The Australian government last delayed its plans to reopen the country's borders for international students and skilled workers and laid out new travel guidelines, as the spread of Omicron variant creates a new wave of fear.
However, when asked about going back into lockdown, the Morrison government refused. Australia will continue its plan for Christmas reopening and refrain from imposing harsh restrictions. While the health authorities gather more information about the new strain, the country needs to continue work as normal with more caution.
Australia’s economy has already suffered a massive hit in its attempt to contain a raging outbreak of the delta variant of coronavirus. As per a Bloomberg report, the gross domestic product is likely to fall 2.7% in the June-to-September period from the prior quarter.
Another lockdown would only bring more trouble for businesses and the job market.
"We're not going back to lockdowns, none of us want that," said Morrison.
To control the spread the government has already started taking steps, for instance, pausing the plan to open borders.
If assessments showed the new strain to be milder, the government could consider bringing forward the date to reopen borders again.
A temporary pause in relaxing border restrictions
As per the medical advice provided by the Chief Medical Officer of Australia, Professor Paul Kelly, the Australian Government will implement additional border security measures as a precaution to protect Australians from the new Omicron variant of concern.
According to the new guidelines, shared by the government:
- Effective immediately, anyone who is not a citizen or permanent resident of Australia, or their immediate family including parents of citizens, and who have been in African countries where the Omicron variant has been detected and spread – within the past 14 days – will not be able to enter Australia.

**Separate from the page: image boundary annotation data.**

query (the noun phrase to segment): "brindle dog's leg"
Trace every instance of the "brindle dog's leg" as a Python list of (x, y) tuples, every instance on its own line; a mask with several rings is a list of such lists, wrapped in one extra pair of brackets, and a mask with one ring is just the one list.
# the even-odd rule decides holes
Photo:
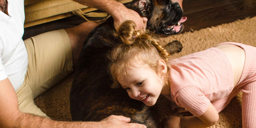
[(164, 48), (171, 54), (173, 54), (175, 53), (180, 52), (182, 51), (182, 44), (179, 41), (175, 40), (168, 43)]

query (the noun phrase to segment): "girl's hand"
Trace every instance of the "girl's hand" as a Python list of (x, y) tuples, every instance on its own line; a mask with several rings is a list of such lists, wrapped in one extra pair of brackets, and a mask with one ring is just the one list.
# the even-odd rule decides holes
[(181, 128), (181, 117), (172, 116), (169, 116), (164, 122), (163, 128)]

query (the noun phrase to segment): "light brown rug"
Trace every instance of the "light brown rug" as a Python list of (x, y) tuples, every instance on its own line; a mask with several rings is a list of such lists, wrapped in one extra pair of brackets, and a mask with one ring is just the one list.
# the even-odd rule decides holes
[[(175, 40), (180, 41), (183, 46), (182, 52), (174, 55), (175, 58), (203, 50), (224, 42), (239, 42), (256, 47), (256, 17), (160, 38), (163, 44)], [(35, 99), (35, 104), (51, 118), (71, 120), (69, 94), (73, 79), (72, 74)], [(240, 93), (232, 100), (219, 113), (217, 124), (210, 128), (242, 128), (241, 96)], [(157, 105), (160, 108), (162, 119), (169, 115), (178, 115), (171, 112), (170, 102), (163, 97), (160, 97)]]

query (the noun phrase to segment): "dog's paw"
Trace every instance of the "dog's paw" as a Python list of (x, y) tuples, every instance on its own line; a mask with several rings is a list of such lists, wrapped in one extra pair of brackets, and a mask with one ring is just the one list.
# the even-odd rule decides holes
[(180, 52), (183, 48), (182, 43), (179, 41), (175, 40), (166, 45), (164, 48), (171, 54)]

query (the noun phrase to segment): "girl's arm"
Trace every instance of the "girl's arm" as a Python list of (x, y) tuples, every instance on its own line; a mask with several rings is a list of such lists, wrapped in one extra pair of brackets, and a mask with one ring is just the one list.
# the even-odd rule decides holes
[(164, 128), (207, 128), (217, 123), (219, 120), (219, 113), (212, 104), (210, 104), (206, 112), (199, 116), (171, 116), (169, 118)]
[(199, 116), (191, 116), (181, 117), (182, 128), (207, 128), (215, 124), (219, 120), (219, 113), (210, 104), (206, 112)]

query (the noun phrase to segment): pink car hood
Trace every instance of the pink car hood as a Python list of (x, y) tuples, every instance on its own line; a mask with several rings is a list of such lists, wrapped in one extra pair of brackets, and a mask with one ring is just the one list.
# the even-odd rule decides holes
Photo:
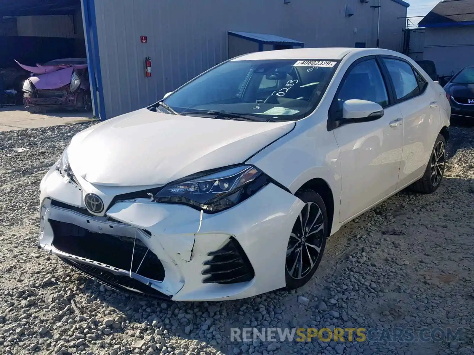
[(74, 175), (91, 183), (160, 186), (243, 163), (294, 125), (294, 121), (237, 121), (143, 108), (78, 133), (68, 154)]
[(71, 82), (71, 77), (74, 68), (69, 67), (56, 71), (32, 76), (29, 80), (36, 89), (58, 89)]

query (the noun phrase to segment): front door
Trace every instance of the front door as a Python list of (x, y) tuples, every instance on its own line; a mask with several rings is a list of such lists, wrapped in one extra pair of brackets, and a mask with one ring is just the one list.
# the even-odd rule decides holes
[(349, 69), (333, 104), (342, 108), (351, 99), (367, 100), (384, 108), (383, 117), (334, 129), (341, 177), (339, 222), (353, 218), (393, 193), (398, 182), (403, 131), (398, 105), (389, 106), (387, 85), (374, 58)]

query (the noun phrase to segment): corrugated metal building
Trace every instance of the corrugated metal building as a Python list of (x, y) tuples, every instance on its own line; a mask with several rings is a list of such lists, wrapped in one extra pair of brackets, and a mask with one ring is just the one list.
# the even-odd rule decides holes
[[(6, 1), (23, 11), (28, 8), (22, 3), (38, 8), (34, 0)], [(60, 7), (73, 1), (46, 2), (51, 9), (52, 3)], [(380, 47), (401, 51), (409, 6), (402, 0), (80, 2), (94, 112), (101, 119), (153, 103), (244, 53), (302, 46), (374, 47), (378, 38)], [(145, 76), (146, 57), (152, 63), (150, 77)]]
[(474, 0), (442, 1), (419, 26), (426, 27), (423, 59), (433, 61), (438, 74), (474, 64)]

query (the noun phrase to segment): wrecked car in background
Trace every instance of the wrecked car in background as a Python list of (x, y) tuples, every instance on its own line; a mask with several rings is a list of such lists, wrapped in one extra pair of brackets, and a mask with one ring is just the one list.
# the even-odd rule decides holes
[(91, 110), (86, 59), (57, 59), (42, 65), (37, 64), (36, 67), (15, 62), (31, 73), (23, 87), (23, 103), (30, 112), (52, 108), (80, 112)]

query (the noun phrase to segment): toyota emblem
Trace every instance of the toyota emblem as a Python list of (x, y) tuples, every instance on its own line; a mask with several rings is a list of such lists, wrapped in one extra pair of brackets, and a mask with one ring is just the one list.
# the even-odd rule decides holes
[(100, 213), (104, 209), (102, 199), (95, 194), (88, 194), (84, 197), (84, 203), (87, 209), (95, 213)]

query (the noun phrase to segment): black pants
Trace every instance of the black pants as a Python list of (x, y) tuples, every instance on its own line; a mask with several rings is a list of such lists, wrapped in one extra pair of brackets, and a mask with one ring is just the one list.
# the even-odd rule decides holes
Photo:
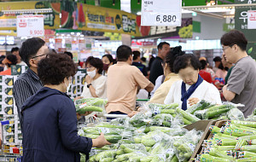
[[(127, 115), (126, 113), (124, 113), (122, 112), (110, 112), (108, 114), (117, 114), (117, 115)], [(115, 118), (107, 118), (107, 119), (108, 120), (112, 120), (114, 119)]]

- The countries are: South Africa, Namibia, Zimbabwe, Botswana, Lesotho, Eswatini, Seychelles, Malawi and Mozambique.
- Australian citizens and permanent residents, immediate family members including parents arriving from these countries will need to go into immediate supervised quarantine for 14 days subject to jurisdictional arrangements.
- Anyone who has already arrived in Australia and who has been in any of the nine countries within the past 14 days must immediately isolate themselves and get tested for COVID-19 and follow jurisdictional quarantine requirements which will include quarantine for 14 days from the time of departure from southern Africa.
- These restrictions also apply to people, for instance, international students and skilled migrants, arriving from the safe travel zones we have established with New Zealand, Singapore, Japan and Republic of Korea, who have been in any of the nine countries within the past 14 days.
- The Government will suspend all flights from the nine southern African countries for a period of 14 days as a matter of precaution.
The plan to safely reopen Australia to international skilled and student cohorts, as well as humanitarian, working holiday maker and provisional family visa holders has temporarily been moved from 1 December to 15 December.
"All of this is done on the presumption that we will recommence from 15 December, but medical advice will guide our decision-making throughout,” said Federal Health Minister Greg Hunt.
Furthermore, Chief Medical Officer Paul Kelly has shared that the five people who had tested positive to the Omicron variant in Australia were experiencing "mild or, in fact, no disease".
While the government waits for the health officials to do more research on the new variant and share their advice, Morrison recommends everyone to stay calm and not be spooked by the new variant Omicron and the uncertainty it has brought along.